I’ll also note a few issues I encountered while following along:

  1. My Python 3 install was not present in my Windows path, so I had to manually add it. If you are installing Python 3 from the website, this option is provided during the install process. Unless you plan to run multiple versions of Python on your system, I’d recommend ticking that option.
  2. Several packages were not installed or listed as dependencies, so when I started up the section, Python wouldnt run until these had been installed. Using PIP (on Windows this is called with Python -m pip <package name> from command prompt), make sure you have the following:
    • docopt
    • numpy
    • image
    • tensorflow==1.4.*
    • PyYAML
  3. It is important to note the use of Tensorflow 1.4, as by default PIP installed 1.8, which currently has issues with TF#, and if you build your Tensorflow data with 1.8, when you fix it and install 1.4, you have to re-run your training simulation again to rebuild a new .byte file that is compatible.
  4. You’ll need to have installed Tensorflow # (sharp) plugin for Unity, see the guide here for full details. The short version is basically download and import this Unity package, then go to Go to Edit -> Player Settings and set  the Scripting Runtime Version under Configuration to Experimental (.NET 4.6 or equivalent) and  add ENABLE_TENSORFLOW to the Scripting Define Symbols for each type of device you want to use (PC, Mac and Linux Standalone, iOS or Android). Once all that is done, save, close and then re-open Unity.

Other than those minor hiccups, I was able to get everything working.

A Brief Introduction

So for a while now I’ve been learning a lot about Tensorflow and Machine Learning.

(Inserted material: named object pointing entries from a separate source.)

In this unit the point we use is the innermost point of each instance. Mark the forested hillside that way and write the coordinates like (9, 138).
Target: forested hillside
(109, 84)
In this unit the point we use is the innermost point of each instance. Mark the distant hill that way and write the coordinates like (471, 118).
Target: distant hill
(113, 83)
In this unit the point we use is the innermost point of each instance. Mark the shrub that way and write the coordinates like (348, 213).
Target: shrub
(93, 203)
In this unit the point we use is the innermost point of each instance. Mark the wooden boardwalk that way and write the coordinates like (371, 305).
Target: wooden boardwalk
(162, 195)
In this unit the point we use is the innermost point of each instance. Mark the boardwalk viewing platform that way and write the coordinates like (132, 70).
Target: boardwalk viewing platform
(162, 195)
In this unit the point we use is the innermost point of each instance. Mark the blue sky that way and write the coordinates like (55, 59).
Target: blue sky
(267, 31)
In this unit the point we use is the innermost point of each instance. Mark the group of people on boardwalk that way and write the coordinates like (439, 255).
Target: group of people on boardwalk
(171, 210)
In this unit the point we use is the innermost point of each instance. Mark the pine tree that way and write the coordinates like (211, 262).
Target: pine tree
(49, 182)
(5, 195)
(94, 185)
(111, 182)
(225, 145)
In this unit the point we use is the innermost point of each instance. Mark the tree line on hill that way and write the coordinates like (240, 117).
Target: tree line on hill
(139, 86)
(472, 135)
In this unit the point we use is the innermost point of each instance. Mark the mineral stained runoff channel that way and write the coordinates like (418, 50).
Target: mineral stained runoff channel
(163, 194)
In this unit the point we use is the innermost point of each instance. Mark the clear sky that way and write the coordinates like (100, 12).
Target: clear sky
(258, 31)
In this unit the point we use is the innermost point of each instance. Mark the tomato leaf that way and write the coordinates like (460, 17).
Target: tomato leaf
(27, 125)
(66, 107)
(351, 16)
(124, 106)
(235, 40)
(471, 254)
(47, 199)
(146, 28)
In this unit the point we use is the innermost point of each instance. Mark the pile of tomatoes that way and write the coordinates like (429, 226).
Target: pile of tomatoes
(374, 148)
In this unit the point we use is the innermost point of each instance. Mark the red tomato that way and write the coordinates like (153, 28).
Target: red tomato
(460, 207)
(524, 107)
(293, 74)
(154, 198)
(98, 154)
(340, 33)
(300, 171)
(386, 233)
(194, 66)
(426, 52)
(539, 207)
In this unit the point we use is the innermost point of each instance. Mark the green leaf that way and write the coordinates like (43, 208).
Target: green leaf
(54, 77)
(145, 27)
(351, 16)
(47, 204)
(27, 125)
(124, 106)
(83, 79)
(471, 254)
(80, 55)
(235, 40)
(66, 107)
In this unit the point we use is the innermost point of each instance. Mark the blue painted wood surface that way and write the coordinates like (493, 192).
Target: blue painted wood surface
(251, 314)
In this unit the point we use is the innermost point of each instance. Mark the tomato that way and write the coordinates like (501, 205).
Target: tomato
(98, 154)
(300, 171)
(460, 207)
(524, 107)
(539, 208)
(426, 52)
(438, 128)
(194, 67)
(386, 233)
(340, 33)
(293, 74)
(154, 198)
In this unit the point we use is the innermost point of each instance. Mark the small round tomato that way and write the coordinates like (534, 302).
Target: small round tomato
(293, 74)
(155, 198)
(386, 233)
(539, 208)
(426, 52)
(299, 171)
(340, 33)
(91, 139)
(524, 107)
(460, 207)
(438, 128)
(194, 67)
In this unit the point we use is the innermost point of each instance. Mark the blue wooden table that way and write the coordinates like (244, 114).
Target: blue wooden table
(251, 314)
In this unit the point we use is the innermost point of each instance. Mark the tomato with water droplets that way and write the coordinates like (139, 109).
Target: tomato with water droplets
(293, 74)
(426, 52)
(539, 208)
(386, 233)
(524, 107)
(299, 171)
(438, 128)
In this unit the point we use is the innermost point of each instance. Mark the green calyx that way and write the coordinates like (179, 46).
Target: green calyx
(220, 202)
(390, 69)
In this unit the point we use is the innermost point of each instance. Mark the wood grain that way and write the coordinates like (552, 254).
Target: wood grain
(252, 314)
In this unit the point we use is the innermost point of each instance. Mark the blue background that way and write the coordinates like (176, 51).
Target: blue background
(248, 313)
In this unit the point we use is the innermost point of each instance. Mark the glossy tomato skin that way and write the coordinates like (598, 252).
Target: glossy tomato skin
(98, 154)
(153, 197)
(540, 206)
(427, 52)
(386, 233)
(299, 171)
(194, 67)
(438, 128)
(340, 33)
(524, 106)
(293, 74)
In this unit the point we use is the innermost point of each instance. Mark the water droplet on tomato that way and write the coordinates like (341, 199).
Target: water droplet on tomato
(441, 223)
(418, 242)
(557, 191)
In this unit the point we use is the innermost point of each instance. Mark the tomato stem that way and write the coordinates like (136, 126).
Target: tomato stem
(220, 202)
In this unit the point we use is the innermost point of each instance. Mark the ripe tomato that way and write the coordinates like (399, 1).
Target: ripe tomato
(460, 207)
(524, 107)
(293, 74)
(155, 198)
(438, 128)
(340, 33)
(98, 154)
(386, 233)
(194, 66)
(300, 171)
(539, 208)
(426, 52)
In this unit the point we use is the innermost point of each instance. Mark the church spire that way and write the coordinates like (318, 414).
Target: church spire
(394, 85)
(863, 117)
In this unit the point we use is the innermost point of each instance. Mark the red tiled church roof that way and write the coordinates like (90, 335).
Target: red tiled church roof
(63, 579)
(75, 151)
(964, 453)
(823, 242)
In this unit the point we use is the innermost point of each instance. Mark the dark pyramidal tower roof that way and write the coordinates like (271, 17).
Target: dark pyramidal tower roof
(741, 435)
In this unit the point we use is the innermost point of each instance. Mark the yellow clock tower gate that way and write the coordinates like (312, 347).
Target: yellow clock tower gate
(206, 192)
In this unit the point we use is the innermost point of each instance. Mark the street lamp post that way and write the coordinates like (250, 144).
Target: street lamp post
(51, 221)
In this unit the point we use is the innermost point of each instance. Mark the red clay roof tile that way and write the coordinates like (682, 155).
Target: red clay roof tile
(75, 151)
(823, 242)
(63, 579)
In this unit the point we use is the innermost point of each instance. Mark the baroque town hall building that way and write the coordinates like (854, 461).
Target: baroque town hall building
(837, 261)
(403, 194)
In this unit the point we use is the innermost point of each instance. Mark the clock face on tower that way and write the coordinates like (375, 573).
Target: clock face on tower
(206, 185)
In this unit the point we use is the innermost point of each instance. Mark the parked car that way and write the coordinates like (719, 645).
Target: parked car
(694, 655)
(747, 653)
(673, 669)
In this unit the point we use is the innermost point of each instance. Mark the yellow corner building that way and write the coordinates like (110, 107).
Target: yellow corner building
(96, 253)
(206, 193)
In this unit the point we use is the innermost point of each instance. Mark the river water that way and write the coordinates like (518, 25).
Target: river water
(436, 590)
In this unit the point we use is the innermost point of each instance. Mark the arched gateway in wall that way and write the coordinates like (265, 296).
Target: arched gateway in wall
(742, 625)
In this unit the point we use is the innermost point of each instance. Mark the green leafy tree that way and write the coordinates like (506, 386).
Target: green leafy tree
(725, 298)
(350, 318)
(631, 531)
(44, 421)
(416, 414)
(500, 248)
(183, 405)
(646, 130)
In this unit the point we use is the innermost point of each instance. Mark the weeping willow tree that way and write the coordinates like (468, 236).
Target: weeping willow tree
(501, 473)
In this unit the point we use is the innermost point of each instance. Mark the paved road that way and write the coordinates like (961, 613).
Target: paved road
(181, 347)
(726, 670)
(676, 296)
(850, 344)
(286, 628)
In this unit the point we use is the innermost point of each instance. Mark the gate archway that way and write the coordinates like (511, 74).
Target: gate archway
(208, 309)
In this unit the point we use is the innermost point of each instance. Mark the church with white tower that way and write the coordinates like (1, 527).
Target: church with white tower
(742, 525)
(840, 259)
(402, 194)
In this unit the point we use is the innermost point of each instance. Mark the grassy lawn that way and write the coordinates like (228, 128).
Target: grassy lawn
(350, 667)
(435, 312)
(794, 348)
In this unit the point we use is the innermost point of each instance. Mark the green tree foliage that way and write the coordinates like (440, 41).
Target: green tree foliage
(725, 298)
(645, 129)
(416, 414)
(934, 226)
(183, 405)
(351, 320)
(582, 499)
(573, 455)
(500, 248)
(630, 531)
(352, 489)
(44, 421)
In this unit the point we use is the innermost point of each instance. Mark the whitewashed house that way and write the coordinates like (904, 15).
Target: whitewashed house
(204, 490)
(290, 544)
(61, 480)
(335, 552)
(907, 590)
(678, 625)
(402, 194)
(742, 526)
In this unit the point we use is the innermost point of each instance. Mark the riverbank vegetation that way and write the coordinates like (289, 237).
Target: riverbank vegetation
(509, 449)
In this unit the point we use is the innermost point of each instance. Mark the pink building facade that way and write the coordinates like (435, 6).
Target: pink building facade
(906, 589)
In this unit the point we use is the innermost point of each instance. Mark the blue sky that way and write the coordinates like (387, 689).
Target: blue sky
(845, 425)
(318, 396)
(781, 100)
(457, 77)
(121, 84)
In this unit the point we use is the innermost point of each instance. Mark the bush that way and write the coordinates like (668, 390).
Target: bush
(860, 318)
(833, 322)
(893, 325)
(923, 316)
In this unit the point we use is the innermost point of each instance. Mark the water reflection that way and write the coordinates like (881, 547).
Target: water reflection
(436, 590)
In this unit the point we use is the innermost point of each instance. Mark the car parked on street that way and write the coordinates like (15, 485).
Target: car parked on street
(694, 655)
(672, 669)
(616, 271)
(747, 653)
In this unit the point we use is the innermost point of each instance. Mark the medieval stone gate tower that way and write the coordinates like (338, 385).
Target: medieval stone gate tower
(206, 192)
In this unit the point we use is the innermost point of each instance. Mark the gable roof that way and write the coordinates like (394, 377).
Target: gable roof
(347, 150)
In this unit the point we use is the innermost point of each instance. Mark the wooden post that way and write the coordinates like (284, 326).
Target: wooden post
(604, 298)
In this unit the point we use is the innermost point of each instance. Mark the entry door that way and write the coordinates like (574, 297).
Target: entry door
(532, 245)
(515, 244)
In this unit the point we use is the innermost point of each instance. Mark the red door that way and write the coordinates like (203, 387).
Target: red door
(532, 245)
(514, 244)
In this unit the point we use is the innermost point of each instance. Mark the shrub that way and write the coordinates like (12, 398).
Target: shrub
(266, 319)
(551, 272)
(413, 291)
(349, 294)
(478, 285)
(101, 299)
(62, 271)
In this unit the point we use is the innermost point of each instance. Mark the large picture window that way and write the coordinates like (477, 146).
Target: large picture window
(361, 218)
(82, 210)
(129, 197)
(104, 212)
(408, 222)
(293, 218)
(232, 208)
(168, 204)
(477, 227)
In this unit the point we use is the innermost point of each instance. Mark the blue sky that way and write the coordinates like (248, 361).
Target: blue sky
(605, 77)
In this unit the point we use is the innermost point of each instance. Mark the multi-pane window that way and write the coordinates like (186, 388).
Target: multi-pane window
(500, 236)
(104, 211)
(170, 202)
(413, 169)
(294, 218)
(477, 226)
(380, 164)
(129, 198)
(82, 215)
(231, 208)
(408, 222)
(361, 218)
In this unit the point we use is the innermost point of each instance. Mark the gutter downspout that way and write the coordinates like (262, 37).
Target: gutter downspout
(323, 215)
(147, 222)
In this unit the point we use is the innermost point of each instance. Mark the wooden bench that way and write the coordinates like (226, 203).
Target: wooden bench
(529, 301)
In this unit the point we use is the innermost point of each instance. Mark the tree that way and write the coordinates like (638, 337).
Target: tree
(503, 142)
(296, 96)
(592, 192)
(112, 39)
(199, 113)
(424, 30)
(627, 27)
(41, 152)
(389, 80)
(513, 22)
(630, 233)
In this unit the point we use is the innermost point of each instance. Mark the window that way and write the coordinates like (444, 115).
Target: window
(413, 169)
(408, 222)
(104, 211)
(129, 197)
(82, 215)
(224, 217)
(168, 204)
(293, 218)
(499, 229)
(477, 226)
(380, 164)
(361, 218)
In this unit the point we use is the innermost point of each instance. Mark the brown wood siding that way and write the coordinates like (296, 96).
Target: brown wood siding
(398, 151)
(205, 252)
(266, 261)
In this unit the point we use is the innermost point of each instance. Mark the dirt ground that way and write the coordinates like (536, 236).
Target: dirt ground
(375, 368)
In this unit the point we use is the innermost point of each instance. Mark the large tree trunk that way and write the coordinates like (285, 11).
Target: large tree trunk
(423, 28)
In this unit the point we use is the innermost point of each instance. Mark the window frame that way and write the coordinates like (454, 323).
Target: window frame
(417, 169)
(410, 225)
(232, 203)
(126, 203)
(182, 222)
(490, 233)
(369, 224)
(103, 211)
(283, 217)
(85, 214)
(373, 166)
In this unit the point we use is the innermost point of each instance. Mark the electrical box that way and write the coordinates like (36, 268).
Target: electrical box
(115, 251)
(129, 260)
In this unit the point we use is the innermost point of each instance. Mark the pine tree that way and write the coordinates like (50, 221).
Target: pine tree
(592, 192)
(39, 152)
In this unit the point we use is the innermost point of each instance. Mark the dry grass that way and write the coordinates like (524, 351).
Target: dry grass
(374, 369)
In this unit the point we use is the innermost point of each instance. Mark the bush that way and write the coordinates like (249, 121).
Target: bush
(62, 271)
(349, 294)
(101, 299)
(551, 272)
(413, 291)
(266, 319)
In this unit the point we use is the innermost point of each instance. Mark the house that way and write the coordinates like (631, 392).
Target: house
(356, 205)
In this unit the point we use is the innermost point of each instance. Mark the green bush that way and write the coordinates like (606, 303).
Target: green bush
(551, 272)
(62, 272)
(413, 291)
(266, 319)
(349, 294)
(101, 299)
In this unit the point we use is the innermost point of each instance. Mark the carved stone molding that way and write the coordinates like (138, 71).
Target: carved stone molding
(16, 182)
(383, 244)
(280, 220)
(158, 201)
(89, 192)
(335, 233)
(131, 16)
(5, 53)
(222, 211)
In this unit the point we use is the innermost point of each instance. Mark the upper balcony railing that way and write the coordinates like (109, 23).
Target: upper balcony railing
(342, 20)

Originally it was for a work related project, however that got canned when management realised that ML wasn’t just a “Magic Bullet” they could put in to solve their problems overnight, it would take time and understanding to get right.

However, by the time they had canned the project, I’d already been doing some serious research into the topic, and once I got my head around the basics I realised that there was a hell of a lot of potential in such a technology, way outside of what work wanted to use it for.

So in my spare timeI kept digging, I kept learning, and I kept trying to get better at it.

Then just after GDC 2018, I learned something that had somehow passed me by originally. Unity 3D supported Machine Learning Agents (ML Agents), and was a technology that was being actively worked on by the developers.

Suddenly my use for ML had moved away from the rather mundane (to me anyway) large scale data analysis that I was thinking of using it for, to something a lot closer to me. Something I’ve had a vested interest in for the longest of times: Games Development, and Artificial Intelligence.

This in turn made me decide to publicly document my thoughts and discoveriers as I turn down this path to both provide a record, and to perhaps help others who are unsure where they are going when it comes to using ML and Unity 3D.